Brexit: ECB runs rule over Irish banks in readiness for exit

Bank of England warns on risk to fiscal stability in UK

ECB preparations for referendum follow earlier work by the Central Bank of Ireland which revealed Brexit could have a negative impact on Ireland’s economy. Photograph: Getty Images

ECB preparations for referendum follow earlier work by the Central Bank of Ireland which revealed Brexit could have a negative impact on Ireland’s economy. Photograph: Getty Images

 

The European Central Bank is liaising with banks in Ireland to assess their readiness for a “Brexit” if Britain votes to leave the EU in June.

The ECB’s examination of Irish banks is part of a pan-euro zone exercise in which the institution is looking into the impact of a “Brexit” on lenders and banking systems with big exposure to the British market.

“ECB Banking Supervision is engaging with the relevant banks to ensure they are adequately assessing the risks and are prepared for all possible outcomes,” said an ECB spokesman in Frankfurt. Irish banks are coming under scrutiny in this process, as are banks in Spain, Germany, Italy, France and the Netherlands.

ECB data shows euro zone banks had a €1.1 trillion exposure to the British market in 2014, comprising 5 per cent of their assets.

Ignazio Angeloni, a member of the ECB supervisory board, said this month the banking systems and economies of the euro zone and Britain were so closely intertwined that they cannot easily be delinked from each other.

Exposures

“In relative terms, compared with the size of their balance sheets, Irish banks and some Spanish banks have higher exposures to the UK.”

The ECB’s preparations for the referendum follow earlier work by the Central Bank of Ireland, which warned three months ago that a “Brexit” could have a negative impact on Ireland’s growth, exports and financial sector.

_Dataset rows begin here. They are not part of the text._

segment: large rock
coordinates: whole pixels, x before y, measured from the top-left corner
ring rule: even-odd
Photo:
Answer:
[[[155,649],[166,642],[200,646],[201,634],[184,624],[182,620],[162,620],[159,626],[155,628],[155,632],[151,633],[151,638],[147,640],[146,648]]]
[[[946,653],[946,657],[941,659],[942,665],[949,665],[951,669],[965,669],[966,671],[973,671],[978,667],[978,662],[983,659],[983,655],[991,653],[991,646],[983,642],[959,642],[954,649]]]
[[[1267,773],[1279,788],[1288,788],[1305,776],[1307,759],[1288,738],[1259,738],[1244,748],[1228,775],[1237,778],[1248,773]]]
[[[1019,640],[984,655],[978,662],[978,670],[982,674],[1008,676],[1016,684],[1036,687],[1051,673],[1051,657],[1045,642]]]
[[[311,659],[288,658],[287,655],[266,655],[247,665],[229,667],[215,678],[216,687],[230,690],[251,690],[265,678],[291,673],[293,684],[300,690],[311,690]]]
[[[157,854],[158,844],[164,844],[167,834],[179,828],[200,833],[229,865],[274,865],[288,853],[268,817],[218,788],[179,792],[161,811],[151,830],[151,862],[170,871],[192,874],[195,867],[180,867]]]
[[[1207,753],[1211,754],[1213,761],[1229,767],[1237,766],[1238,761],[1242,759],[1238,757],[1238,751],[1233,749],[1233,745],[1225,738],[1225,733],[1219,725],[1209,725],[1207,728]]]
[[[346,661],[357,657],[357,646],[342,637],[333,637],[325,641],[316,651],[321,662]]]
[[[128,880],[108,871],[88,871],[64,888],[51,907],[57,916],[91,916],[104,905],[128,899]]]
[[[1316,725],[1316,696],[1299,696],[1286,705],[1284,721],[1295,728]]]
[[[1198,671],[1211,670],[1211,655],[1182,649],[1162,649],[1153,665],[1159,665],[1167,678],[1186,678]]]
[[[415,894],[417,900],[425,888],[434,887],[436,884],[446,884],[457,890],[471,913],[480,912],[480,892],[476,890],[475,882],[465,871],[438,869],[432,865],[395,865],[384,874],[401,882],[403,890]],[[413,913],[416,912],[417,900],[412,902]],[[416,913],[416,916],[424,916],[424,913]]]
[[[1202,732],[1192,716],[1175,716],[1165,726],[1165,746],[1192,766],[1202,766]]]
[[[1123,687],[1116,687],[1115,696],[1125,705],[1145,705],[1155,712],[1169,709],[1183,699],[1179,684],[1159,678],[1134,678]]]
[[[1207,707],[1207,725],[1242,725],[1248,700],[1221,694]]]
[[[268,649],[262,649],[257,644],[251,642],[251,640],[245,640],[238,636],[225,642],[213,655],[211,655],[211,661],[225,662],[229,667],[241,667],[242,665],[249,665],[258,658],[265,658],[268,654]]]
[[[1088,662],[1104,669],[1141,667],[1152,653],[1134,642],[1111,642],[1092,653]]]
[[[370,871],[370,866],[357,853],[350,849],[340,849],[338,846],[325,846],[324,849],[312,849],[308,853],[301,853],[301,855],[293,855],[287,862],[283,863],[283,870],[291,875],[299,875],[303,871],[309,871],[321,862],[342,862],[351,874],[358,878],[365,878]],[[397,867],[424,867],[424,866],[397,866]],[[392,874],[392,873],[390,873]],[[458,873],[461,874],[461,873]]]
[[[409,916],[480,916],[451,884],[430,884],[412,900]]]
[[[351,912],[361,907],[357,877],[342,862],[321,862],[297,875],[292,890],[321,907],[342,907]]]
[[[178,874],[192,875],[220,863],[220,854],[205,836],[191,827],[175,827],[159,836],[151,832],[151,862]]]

“For the banking sector, the impact on profitability could occur as a result of any slowdown in the UK economy and/or property market; spillover effects to the Irish economy, particularly through reduced lending to corporate/SME exporters dependent on UK economic conditions; financial market effects; and/or restricted access to UK markets,” the Central Bank said in December.

Domestic risk

In a report yesterday, the BoE financial policy committee said a “Brexit” could push up credit costs and weaken sterling more.

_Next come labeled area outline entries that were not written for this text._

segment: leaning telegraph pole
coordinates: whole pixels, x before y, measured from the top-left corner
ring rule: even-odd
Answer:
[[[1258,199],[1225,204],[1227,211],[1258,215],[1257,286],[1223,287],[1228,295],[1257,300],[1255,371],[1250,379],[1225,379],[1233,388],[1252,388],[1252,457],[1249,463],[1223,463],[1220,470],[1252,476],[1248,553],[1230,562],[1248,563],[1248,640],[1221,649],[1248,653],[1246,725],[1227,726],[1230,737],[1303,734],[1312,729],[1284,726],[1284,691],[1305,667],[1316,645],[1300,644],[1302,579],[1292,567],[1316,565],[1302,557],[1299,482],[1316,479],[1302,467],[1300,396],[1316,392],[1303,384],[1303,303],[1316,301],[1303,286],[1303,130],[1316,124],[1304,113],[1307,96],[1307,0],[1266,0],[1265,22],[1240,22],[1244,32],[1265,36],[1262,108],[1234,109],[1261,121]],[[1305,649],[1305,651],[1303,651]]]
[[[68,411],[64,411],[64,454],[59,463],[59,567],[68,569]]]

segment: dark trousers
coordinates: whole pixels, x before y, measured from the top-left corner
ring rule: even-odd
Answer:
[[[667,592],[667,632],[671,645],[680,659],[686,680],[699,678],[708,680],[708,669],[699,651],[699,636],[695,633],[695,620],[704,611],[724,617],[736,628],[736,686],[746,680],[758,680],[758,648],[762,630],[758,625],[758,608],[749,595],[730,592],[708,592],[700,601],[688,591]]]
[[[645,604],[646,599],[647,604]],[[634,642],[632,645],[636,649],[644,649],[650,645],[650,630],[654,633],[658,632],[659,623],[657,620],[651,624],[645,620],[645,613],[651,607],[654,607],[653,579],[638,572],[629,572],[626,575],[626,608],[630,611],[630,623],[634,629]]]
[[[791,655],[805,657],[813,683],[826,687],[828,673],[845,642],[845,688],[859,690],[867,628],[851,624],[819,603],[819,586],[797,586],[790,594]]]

As it took steps to bolster banks’ risk buffers and curtail buy-to-let mortgage lending, the committee said the outlook for financial stability had worsened since its last assessment in November.

“Any period of extended uncertainty following the vote could increase risks to financial stability,” it said.

“The Committee noted that the effect of uncertainty has been most marked in sterling spot and options markets.

“Looking ahead, heightened and prolonged uncertainty has the potential to increase the risk premia investors require on a wider range of UK assets, which could lead to a further depreciation of sterling and affect the cost and availability of financing for . . . UK borrowers.”